Davacı ... İdaresi vekilince Bölge Adliye Mahkemesi kararı; dava konusu taşınmazın tamamının orman sayılan yerlerden olduğu, kaldırma kararı öncesi alınan bilirkişi raporu ile sonra alınan raporların çeliştiği, verilen kararın hatalı olduğu iddiası ve bozulması talebi ile temyiz edilmiştir.

Tüm dosya bilgileri incelendiğinde; taşınmazların 2/B madde uyarınca orman sınırları dışına çıkarılma işlemi münhasıran orman kadastro komisyonlarının görevi dahilinde bulunup, mahkemelerin böyle bir görevleri bulunmadığından, mahkemece taşınmazın 2/B madde gereğince orman sınırları dışına çıkartılacak yerlerden olup olmadığı hususunda karar verilemeyeceği unutulmamalıdır.

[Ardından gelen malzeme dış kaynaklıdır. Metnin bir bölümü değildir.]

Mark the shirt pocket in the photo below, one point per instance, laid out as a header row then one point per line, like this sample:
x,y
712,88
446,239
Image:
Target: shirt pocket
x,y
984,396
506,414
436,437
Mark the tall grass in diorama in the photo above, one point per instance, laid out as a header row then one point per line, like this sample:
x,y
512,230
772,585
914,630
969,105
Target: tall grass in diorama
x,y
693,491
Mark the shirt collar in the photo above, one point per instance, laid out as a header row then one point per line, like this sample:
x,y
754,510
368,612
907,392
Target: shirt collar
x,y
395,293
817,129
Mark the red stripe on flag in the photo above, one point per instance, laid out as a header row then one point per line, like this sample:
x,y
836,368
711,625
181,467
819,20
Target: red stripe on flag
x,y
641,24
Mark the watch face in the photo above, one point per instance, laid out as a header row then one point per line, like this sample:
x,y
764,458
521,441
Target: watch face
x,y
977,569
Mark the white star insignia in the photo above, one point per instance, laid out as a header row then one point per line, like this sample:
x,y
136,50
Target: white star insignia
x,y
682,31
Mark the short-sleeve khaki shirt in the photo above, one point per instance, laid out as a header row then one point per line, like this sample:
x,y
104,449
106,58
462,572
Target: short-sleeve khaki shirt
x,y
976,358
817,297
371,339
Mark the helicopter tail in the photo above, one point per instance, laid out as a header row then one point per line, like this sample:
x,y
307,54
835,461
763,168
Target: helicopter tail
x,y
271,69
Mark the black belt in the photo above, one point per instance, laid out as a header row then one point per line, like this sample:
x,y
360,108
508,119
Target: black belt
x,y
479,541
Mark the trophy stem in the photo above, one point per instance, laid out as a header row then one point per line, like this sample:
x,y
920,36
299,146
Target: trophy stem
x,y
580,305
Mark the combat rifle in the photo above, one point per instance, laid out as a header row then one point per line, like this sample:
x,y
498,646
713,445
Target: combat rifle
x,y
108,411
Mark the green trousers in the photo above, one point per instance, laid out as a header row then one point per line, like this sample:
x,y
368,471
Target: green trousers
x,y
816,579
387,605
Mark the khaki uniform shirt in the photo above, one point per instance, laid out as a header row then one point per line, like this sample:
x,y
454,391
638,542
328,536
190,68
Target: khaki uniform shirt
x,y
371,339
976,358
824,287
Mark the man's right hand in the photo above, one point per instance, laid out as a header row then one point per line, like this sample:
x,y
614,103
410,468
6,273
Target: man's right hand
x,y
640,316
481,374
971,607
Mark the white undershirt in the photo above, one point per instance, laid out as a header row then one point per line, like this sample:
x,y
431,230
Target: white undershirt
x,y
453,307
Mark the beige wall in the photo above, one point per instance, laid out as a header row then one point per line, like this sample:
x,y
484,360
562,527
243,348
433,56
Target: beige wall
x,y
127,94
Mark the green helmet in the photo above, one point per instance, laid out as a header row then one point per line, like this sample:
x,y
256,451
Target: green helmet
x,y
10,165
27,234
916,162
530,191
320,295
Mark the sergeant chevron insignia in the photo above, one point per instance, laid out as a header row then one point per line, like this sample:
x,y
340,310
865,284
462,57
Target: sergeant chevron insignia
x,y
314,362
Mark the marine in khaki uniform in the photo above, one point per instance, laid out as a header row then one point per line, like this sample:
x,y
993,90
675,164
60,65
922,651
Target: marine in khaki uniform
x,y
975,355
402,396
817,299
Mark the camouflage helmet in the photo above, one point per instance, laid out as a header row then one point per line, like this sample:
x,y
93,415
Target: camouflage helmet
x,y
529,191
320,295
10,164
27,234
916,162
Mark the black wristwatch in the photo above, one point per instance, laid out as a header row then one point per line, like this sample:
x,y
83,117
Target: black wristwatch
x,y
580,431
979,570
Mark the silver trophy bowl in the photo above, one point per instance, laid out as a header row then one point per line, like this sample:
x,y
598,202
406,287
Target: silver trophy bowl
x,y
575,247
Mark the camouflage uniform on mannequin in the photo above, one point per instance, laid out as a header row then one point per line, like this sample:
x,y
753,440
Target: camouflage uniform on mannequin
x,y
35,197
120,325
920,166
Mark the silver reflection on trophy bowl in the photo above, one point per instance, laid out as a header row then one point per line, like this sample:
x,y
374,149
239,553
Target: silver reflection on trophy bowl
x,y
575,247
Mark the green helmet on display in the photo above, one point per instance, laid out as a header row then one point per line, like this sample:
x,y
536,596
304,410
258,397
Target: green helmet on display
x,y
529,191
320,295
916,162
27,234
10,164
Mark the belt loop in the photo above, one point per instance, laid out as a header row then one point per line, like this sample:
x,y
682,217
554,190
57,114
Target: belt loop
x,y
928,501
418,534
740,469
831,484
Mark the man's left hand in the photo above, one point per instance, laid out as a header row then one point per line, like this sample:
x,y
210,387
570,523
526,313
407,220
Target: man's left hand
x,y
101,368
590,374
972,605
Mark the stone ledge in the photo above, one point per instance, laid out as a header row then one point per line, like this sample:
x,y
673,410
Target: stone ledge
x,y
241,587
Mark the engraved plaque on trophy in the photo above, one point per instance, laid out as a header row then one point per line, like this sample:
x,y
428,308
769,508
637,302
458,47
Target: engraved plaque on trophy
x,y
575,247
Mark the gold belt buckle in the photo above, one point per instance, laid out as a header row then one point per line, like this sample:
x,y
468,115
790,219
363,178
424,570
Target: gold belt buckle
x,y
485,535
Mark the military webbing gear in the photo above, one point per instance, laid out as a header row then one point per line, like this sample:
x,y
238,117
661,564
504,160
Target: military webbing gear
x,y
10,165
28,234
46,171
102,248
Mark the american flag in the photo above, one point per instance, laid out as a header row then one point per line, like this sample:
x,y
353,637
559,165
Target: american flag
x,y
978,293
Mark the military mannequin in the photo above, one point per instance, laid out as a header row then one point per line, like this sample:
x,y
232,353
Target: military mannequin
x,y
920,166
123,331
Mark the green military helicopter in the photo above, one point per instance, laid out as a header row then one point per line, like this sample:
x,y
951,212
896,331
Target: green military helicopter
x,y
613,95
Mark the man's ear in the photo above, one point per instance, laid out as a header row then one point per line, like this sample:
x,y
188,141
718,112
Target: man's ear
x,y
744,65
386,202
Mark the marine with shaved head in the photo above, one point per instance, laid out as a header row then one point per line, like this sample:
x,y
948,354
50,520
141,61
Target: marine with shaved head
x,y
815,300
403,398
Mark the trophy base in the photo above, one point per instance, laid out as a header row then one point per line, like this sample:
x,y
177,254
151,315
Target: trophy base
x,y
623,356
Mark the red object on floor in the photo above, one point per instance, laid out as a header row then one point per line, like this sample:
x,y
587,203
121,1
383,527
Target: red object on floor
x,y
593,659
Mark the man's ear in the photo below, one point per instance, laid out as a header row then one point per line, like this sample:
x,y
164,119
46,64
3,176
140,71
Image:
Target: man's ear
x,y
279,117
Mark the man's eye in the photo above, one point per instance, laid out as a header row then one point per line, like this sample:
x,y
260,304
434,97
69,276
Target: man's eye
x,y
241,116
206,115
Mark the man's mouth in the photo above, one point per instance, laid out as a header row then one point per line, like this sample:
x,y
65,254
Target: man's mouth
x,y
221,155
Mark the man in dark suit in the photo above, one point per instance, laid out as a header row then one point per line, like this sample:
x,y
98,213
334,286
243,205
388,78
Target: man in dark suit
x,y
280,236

Bu durumda; taşınmazın öncesi itibariyle orman sayılan yerlerden olup olmadığı hususunda ancak; mahkemece usulüne uygun teknik bilirkişiler ve orman bilirkişileri ile yapılacak keşif sonrası, yöreye ait en eski tarihli hava fotoğrafları, memleket haritalarının emsal kararlarda anlatıldığı şekilde uygun incelenmesi sonucunda krokili bilimsel verileri bulunan yeterli ve dosyadaki belgeler ile karşılaştırıldığında denetime elverişli sunulan raporlarla tereddüte mahal bırakmayacak şekilde belirlenen sonucuna göre karar verilecektir.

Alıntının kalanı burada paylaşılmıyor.